Personally, I see “ReleaseSafe” as “FastDebug”. I usually don’t see the point in the compiler automatically inserting checks that will cause a panic if you get an overflow or end up with an invalid member of an enum. Instead of writing cowboy code and expecting the compiler to catch issues, why don’t YOU write the checks in your code? You can check for overflow, you can check for invalid enum casts, you can check if some suspiciously generated index is larger than the buffer it looks inside.
Grep for + and start handling overflows. And you can handle those errors in the way that makes the most sense for each one.
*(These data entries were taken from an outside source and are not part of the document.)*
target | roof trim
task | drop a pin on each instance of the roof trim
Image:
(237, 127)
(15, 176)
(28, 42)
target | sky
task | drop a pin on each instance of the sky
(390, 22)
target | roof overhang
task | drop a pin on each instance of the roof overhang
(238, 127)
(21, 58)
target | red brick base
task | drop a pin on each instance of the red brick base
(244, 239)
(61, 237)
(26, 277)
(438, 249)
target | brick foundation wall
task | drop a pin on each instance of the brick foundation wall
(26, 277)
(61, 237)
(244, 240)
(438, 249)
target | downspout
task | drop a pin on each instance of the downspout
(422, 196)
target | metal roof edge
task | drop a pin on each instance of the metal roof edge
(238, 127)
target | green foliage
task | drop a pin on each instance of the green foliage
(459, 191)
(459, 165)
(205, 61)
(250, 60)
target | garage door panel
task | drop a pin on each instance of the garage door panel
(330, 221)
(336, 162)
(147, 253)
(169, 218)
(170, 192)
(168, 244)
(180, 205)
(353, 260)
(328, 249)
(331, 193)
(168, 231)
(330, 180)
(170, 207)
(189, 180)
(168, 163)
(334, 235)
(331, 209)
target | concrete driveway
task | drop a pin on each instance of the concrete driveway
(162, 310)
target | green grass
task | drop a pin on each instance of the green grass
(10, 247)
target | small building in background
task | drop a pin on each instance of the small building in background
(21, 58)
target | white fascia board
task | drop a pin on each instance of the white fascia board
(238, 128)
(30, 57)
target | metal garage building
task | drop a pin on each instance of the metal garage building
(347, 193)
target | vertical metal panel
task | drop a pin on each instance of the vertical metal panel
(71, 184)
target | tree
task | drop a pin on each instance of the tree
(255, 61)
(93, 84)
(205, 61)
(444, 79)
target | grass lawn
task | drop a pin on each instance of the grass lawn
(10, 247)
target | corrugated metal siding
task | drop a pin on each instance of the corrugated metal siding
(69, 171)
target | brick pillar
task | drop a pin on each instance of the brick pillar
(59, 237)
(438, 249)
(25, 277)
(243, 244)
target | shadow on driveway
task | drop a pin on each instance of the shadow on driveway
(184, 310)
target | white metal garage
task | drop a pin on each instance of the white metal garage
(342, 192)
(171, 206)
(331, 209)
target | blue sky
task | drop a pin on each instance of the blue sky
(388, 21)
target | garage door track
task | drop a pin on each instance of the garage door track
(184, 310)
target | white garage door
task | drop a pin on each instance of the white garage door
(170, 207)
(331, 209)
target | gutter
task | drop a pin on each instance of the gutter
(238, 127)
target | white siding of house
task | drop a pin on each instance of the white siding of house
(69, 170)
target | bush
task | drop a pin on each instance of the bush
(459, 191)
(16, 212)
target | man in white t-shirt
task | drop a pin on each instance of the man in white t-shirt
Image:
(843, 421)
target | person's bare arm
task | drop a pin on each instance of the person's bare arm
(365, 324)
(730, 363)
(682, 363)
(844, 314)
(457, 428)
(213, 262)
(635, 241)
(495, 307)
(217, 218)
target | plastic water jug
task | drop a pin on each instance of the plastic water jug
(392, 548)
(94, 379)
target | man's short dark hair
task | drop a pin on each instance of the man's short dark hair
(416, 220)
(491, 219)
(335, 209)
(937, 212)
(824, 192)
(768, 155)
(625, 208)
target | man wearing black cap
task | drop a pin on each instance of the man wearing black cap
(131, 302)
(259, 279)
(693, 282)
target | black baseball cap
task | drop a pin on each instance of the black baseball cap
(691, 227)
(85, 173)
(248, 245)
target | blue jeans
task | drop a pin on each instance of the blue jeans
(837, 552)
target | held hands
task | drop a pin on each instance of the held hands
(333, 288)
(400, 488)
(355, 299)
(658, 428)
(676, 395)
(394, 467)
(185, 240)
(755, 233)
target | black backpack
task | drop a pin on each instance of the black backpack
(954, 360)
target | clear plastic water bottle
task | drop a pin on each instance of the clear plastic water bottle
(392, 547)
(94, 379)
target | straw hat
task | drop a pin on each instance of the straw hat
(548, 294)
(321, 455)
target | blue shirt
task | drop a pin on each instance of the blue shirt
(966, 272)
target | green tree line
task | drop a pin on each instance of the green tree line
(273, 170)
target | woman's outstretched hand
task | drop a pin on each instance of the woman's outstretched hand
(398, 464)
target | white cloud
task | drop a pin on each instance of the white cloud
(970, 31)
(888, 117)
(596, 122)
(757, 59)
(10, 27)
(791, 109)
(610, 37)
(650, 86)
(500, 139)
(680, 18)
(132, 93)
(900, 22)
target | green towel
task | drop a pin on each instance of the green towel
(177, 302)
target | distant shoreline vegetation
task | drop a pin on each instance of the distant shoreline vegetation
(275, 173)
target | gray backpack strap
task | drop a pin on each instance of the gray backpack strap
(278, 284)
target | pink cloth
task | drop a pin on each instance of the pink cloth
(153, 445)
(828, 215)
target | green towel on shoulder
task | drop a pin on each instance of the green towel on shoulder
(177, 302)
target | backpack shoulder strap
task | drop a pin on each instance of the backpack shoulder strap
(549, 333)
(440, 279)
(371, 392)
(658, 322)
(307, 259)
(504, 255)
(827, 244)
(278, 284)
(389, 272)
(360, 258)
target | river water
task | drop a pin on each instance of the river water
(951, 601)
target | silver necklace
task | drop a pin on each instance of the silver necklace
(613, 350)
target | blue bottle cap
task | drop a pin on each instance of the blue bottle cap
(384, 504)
I suppose it is a nice feature of the language that these can be generated for you and you can just use a custom panic handler. Still, I am suspicious of the idea that programming-language-as-a-safety-framework is the best solution to this problem. I’d much prefer very conservative programming practices where you can actually see the branches and error handling rather than an implicit global panic handler that might be set off at any time by code that broke its contractual obligations. I feel like ReleaseSafe is throwing the baby out but keeping the bathwater. I’d ship ReleaseSmall if I were you.
I disagree with this. Crashing is still undesirable, so I still write proper checks in ReleaseSafe mode. However, I do make mistakes sometimes, everyone does. ReleaseSafe turns a catastrophic vulnerability caused by a programming mistake into a safe crash. Of course, it doesn’t catch all memory safety issues, but it catches a lot. Also, it makes a negligible difference in performance.